Mr. Left, who runs Citron Research, said in his proposed class-action complaint Thursday that Mr. Musk’s issuance of materially false and misleading information harmed short-sellers as well as those hoping Tesla’s stock price would rise.
The shareholder lawsuit is one of at least 7 targeting Mr. Musk since he stunned investors by Tweeting on 7 August saying he might take Tesla private in a $72-B transaction valuing the company at 420/share, and that “funding” had been “secured.”
Then Mr. Musk announced on 24 August that Tesla would remain public.
Tesla did not immediately respond to requests for comment on Mr. Left’s lawsuit, which was filed in San Francisco federal court.
Note: Short-sellers borrow shares they believe are overpriced, sell them, and then repurchase shares later at what they hope will be lower prices to make a profit.
Mr. Musk has long used Twitter to criticize short-sellers, and Mr. Left said his conduct violated federal securities laws.
“Defendant Musk artificially manipulated the price of Tesla securities with objectively false Tweets in order to ‘burn’ the company’s short-sellers,” Mr. Left said.
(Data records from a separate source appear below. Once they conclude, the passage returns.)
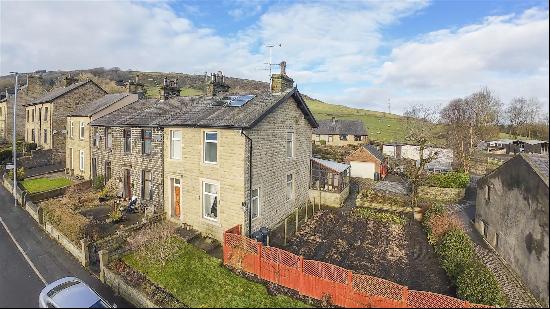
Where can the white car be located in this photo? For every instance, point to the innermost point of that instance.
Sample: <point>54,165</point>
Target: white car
<point>70,292</point>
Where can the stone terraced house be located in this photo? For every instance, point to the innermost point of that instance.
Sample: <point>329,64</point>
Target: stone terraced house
<point>214,161</point>
<point>339,132</point>
<point>46,117</point>
<point>81,138</point>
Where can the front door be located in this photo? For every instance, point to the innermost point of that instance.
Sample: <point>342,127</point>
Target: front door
<point>177,197</point>
<point>127,184</point>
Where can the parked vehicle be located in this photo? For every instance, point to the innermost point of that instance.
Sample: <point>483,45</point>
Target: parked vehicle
<point>70,292</point>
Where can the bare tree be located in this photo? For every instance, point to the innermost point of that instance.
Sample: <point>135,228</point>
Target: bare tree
<point>420,128</point>
<point>469,121</point>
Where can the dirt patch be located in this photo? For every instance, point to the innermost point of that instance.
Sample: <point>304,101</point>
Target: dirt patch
<point>399,253</point>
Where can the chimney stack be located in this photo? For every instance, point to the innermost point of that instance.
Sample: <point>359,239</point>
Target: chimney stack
<point>69,80</point>
<point>281,82</point>
<point>216,85</point>
<point>169,89</point>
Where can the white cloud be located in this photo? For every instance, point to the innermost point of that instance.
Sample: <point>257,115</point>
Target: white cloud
<point>509,54</point>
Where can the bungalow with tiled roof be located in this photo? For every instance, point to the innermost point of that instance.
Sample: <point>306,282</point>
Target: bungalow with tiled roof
<point>338,132</point>
<point>367,162</point>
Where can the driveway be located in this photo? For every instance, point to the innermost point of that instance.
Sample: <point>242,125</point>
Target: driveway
<point>19,283</point>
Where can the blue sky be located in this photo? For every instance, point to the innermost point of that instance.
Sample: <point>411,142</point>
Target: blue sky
<point>356,53</point>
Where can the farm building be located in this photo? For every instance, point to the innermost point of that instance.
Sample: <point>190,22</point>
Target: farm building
<point>367,162</point>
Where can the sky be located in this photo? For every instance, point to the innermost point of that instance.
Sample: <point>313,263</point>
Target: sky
<point>363,54</point>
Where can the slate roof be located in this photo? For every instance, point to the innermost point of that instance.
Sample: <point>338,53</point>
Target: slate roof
<point>99,104</point>
<point>57,92</point>
<point>201,111</point>
<point>335,166</point>
<point>337,127</point>
<point>375,152</point>
<point>539,163</point>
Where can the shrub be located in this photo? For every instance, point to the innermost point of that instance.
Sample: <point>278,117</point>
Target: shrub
<point>449,180</point>
<point>20,174</point>
<point>456,252</point>
<point>478,285</point>
<point>99,183</point>
<point>440,224</point>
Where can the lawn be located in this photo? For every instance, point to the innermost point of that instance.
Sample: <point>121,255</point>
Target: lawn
<point>45,184</point>
<point>199,280</point>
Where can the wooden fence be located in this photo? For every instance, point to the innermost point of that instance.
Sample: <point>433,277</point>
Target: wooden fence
<point>325,281</point>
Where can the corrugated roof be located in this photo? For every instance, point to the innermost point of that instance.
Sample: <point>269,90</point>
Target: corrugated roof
<point>200,111</point>
<point>337,127</point>
<point>99,104</point>
<point>375,152</point>
<point>335,166</point>
<point>57,92</point>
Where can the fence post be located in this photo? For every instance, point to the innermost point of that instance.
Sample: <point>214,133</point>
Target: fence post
<point>259,261</point>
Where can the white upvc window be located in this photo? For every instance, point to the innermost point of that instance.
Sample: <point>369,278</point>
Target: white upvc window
<point>255,206</point>
<point>81,160</point>
<point>290,144</point>
<point>82,130</point>
<point>210,201</point>
<point>211,147</point>
<point>289,186</point>
<point>175,144</point>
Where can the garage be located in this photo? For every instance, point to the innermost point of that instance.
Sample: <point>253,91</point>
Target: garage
<point>362,169</point>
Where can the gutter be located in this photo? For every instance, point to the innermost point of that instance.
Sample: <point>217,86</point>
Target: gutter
<point>249,184</point>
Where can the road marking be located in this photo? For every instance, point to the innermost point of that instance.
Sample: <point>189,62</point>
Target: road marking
<point>23,253</point>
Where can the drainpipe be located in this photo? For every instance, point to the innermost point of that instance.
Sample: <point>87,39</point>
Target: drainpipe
<point>249,184</point>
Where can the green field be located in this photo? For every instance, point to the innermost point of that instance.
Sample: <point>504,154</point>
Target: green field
<point>381,127</point>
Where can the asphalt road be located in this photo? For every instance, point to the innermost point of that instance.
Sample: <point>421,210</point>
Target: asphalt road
<point>19,283</point>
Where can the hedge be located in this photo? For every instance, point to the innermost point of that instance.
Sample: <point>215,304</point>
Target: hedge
<point>478,285</point>
<point>456,252</point>
<point>449,180</point>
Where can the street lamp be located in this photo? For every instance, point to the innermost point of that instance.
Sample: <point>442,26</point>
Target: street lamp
<point>14,156</point>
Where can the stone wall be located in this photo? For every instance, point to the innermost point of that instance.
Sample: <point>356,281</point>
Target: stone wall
<point>191,170</point>
<point>135,162</point>
<point>271,164</point>
<point>513,217</point>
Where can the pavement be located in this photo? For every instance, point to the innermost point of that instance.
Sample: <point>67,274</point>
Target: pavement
<point>20,284</point>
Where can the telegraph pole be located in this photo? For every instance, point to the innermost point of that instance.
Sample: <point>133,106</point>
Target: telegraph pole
<point>15,140</point>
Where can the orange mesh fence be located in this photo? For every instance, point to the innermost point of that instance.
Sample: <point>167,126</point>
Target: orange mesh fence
<point>323,281</point>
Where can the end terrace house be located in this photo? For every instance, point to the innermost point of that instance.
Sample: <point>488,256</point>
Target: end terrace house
<point>231,160</point>
<point>81,138</point>
<point>46,117</point>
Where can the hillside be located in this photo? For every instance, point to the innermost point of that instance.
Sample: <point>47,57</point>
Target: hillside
<point>382,127</point>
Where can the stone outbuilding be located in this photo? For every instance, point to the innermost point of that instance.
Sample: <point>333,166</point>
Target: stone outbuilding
<point>329,183</point>
<point>339,132</point>
<point>512,215</point>
<point>367,162</point>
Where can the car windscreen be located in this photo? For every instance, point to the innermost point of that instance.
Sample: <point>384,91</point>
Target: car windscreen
<point>99,304</point>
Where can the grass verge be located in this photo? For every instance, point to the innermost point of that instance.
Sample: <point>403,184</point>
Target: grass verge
<point>199,280</point>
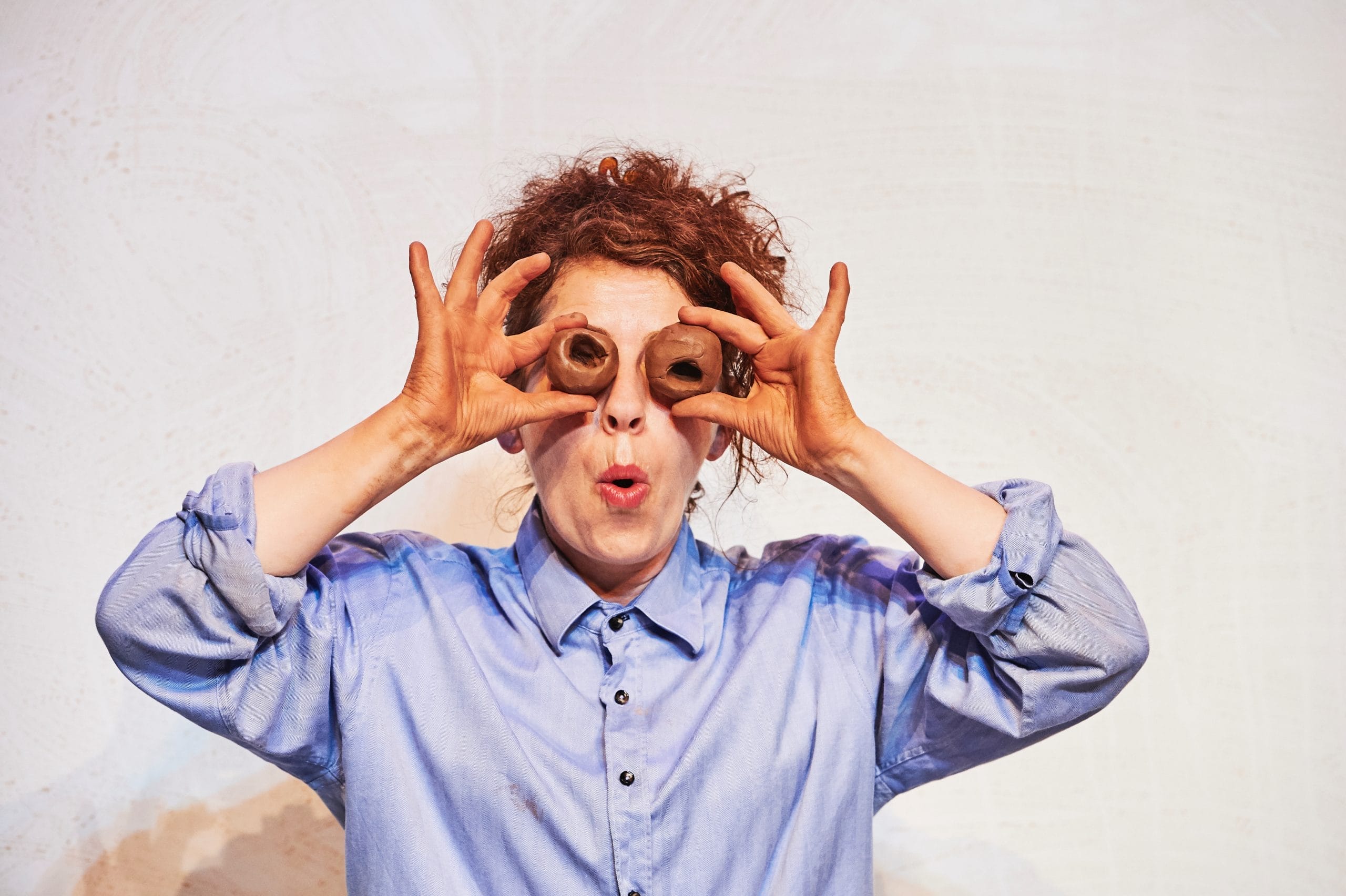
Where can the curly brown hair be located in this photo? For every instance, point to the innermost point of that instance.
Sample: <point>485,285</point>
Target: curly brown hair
<point>643,209</point>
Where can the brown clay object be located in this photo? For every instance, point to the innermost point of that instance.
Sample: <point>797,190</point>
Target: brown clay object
<point>683,361</point>
<point>580,361</point>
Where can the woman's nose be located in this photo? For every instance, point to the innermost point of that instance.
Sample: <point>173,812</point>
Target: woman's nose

“In the succeeding days, the truth regarding the supposedly ‘secure’ financing needed to effectuate the going-private transaction began to emerge, exposing the fraudulent scheme,” he added.
The proposed class period runs from 7 -17 August over which time Mr. Left said he bought and sold millions of dollars of Tesla shares.
That period ended after the NY-T’s published an interview in which Mr. Musk, who owns about 20% of Tesla, described the severe stress he faced running the company.
Finally, on the evening of Friday, 24 August, Mr. Musk, by then facing US Securities and Exchange Commission scrutiny into the factual accuracy of the “secured” Tweet, Mr. Musk blogged https://www.tesla.com/blog/staying-public%20 that Tesla would remain public, citing investor resistance.
“The sentiment, in a nutshell, was ‘please don’t do this,'” he wrote.
Tesla shares have lost more than 25% of their value since reaching an intra-day high of 387.46 on 7 August 2018.
The case is Left v Tesla Inc et al, U.S. District Court, Northern District of California, No. 18-05463.